Scylla was shouting something at him, leaping out of the water to fly about her partner. She frantically fussed over him - though the fish was clearly angry with him, she couldn't bring herself to express such feelings in the wake of his, well,
waking. Just how long had he been asleep in reality? Not centuries like the imprisonment, surely?
Her words didn't even reach his mind, overstimulated as it was. Collapsing to his knees, the King drank of the water. Not the briny stuff of the sea, but real, cool springwater - it didn't bother him one bit that it was dirty.

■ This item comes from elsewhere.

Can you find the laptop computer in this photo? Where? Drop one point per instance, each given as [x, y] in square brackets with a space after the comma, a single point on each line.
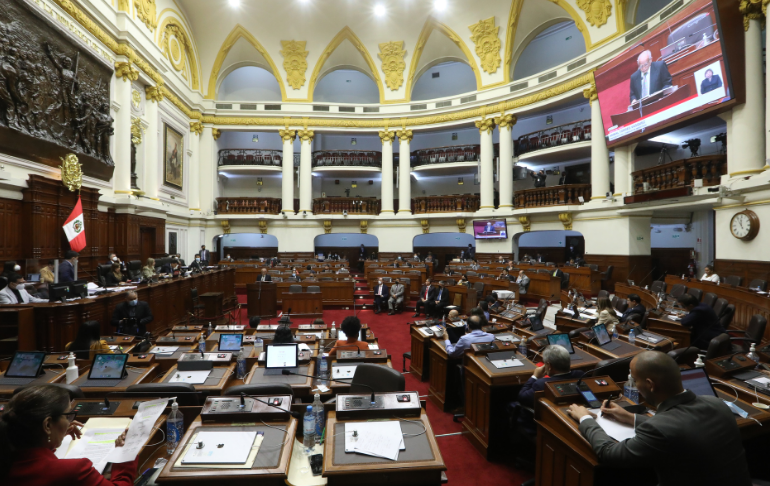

After the cruel deprivation of the desert and the pain of rebirth, that drink of water was the most wonderful taste of his life.
----
After quite a bit of time working through this thing at an agonizingly slow pace, I think I've finally got it into a presentable state. I'm praying with all my might that I didn't miss something or leave in some major error.
I needed to get the imagery absolutely perfect before I was satisfied with the tribulation chapter, and thus it took so long that Gaius' fate for the turn was actually finished before this was. Oh well - it'll bolster his next one. I knew from the start that I wanted Gaius walking through a disturbing, ornate throneroom, then jumping into the sea, and that I wanted him to be confronted by his child self. Everything else came afterward, but I've hopefully done a good job making it flow together while still feeling like disorienting dream logic.
I wanted to put in more songs, turn the entire thing into one big rock opera, but I worried that too many of them would wear out the novelty, so I kept only the three most important ones. Each of them carries a lot of thematic meaning, but don't get too tinfoil hatted over individual lyrics - it's more about general vibe, and in some cases the lyrics fit ironically rather than in a straightforward fashion.